Lorsque j’étais étudiant, si quelqu’un m’avait envoyé la photo de ses organes génitaux par courriel, je l’aurais imprimée, j’y aurais ajouté son nom et je l’aurais collée à la porte d’entrée de notre classe pour que les autres gars se moquent de lui.

L’exception dont je parlais plus tôt concerne le cas de celui qui réitère une invitation à prendre un verre ou à sortir pour manger, malgré un premier refus.
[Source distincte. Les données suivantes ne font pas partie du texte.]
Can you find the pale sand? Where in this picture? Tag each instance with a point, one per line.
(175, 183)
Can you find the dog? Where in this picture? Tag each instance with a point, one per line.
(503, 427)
C’est le plus fréquent de tous les comportements ‘sexuels’ non désirés (16% et 3%).

Comment peut-on parler de violence faite aux femmes lorsqu’un gars invite pour la deuxième fois durant sa formation universitaire la fille pour laquelle il a le béguin alors qu’elle lui a déjà dit non une première fois quelques années plus tôt ?

Les questions relatives à la coercition sexuelle

Étonnamment, ce n’est pas dans cette section qu’on abordait le viol et les tentatives de viol.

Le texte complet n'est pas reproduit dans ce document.